How unnatural is it? It can be surpassingly novel if you are new to it or you are restless and seek new voices. It can be jarring. Yet it also is a too-familiar simulacrum of the world we inhabit, with its culture of celebrity and hierarchy of authority. So, it’s not too exotic a place. We should rectify that.
Why don’t people engage me, I wonder. Partly it’s because they can’t get a handle on why they should care. What’s the disconnection? Fame, notoriety, or noted expertise. I’m working on that.
Of course, this is why I don’t follow you, and why famous people do not appear in my list of followers. I’m no better than you in this respect. One caveat: I’m a news/baseball junkie, so a lot of my follows are of sources, official or otherwise.
The fact is I have no idea why the people who follow me do so! They don’t say anything to me. They stand as mute observers. It’s odd.
I have not taken the time to see what they are saying to others, to find out if they would interest me. (I can contemplate this since my group is so small.) I think it’s incumbent upon those on the service to have something to say. I will go out on a limb to assert that sitting and monitoring the passing parade isn’t enough. Join the fray. I will resolve to engage them, too.
This is all very obvious and you can call me naive. You can infer that my personal social network is weak and not strong and that I should do something about it. You would be right. There are extenuating circumstances, you see…
But this leads to the paradox referenced above. We sit back saying, “Prove yourself to me. Make me think. Give me news. Above all, entertain me!” Is that right? It can be, but it’s so vaguely, deeply unsatisfying. The same old cliques and mores are reified within yet another space we virtually inhabit.
Perhaps I’m expecting more out of Twitter than it can provide. Somehow, that doesn’t seem right, though. It can be wondrous: the first news of import; links to great stories; ingenious language uses unique to the format; a photo of cute schoolgirls in Haiti, and on and on.
For me, Twitter is a metaphor for how I often feel–that I’m shouting down a well, heard only by myself, frustrated…impotent. Incapable of moving the needle on public opinion or private sentiment.
But I’m not without a voice. I’ve stopped fretting that I got little traction.

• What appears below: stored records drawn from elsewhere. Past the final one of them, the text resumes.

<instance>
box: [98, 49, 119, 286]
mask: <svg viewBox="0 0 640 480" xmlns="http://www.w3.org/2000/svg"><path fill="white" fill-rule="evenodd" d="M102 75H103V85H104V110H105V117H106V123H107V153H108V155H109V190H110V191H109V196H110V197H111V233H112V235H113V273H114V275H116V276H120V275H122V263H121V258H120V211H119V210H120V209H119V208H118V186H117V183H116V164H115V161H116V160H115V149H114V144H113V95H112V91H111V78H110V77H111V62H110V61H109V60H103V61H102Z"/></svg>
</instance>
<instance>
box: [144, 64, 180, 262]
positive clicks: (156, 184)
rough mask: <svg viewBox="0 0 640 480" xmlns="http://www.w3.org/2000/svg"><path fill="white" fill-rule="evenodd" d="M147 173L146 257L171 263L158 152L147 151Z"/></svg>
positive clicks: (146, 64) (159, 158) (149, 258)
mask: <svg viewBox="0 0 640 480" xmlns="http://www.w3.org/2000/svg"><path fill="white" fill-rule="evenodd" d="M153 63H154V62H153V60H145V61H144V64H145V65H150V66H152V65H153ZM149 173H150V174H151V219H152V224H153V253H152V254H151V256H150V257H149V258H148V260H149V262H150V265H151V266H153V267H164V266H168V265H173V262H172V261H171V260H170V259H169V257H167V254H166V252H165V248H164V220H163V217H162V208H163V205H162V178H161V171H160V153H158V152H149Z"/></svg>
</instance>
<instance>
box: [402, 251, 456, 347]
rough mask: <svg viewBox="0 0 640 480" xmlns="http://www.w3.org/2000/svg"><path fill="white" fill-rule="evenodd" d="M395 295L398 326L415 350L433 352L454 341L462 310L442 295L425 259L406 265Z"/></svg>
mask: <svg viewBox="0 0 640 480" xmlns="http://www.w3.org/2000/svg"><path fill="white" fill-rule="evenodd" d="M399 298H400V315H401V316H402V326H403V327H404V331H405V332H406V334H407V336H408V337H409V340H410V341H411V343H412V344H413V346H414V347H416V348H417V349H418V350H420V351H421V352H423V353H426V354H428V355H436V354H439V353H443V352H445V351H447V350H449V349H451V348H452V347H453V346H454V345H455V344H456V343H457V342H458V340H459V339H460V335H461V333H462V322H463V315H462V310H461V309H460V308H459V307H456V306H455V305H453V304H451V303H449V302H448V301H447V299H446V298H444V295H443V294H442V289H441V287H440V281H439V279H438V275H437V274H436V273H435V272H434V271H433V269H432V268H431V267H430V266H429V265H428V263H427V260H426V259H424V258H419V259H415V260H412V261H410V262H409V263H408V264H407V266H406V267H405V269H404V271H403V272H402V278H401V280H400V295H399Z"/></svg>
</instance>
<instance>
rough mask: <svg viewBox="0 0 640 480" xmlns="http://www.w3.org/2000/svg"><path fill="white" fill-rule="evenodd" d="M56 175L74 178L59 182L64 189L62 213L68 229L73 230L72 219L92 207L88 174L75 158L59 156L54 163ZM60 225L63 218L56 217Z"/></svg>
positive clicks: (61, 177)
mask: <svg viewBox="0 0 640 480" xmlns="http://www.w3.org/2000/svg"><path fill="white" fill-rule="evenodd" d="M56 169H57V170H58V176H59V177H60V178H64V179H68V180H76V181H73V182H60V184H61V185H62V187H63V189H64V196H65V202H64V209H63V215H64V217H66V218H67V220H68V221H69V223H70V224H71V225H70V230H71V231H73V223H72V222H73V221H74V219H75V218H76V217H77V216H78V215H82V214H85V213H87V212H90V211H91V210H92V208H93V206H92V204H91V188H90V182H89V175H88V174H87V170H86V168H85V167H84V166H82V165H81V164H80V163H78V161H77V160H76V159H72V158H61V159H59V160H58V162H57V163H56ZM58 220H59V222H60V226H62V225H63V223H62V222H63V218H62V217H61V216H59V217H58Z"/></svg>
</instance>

There was no bait and switch. The meritocracy of the word does not reign supreme. I still wonder…
Here it is: I’m much more interesting than I’m being given credit for. There’s a dearth of evidence that I am appreciated. What was that? “I’m not going to be ignored!” LOL…go fuck yourself.
The virality of the inanity I get, so to speak. It seems that by dumb luck someone should’ve caught something from me by now.
But it’s out there, ephemeral yet permanent, inscribed on the web, topical, and maybe timeless.
Maria Bustillos writes for the New Yorker, often about writing. This week she wrote about how writers, anonymous or infamous, become tied to their work in the public consciousness. She wrote,
“Beyond this…lies the deeper problem for those who imagine that they can write, and yet escape a reckoning. Writers are generally fated to commit the truest parts of themselves to the page, whether they choose to own their work in public or not. That is the ultimate vulnerability, and it is inescapable.”
I choose to, and will continue to do so. I await any applicable reckoning. That’s what I do here On the Top Step.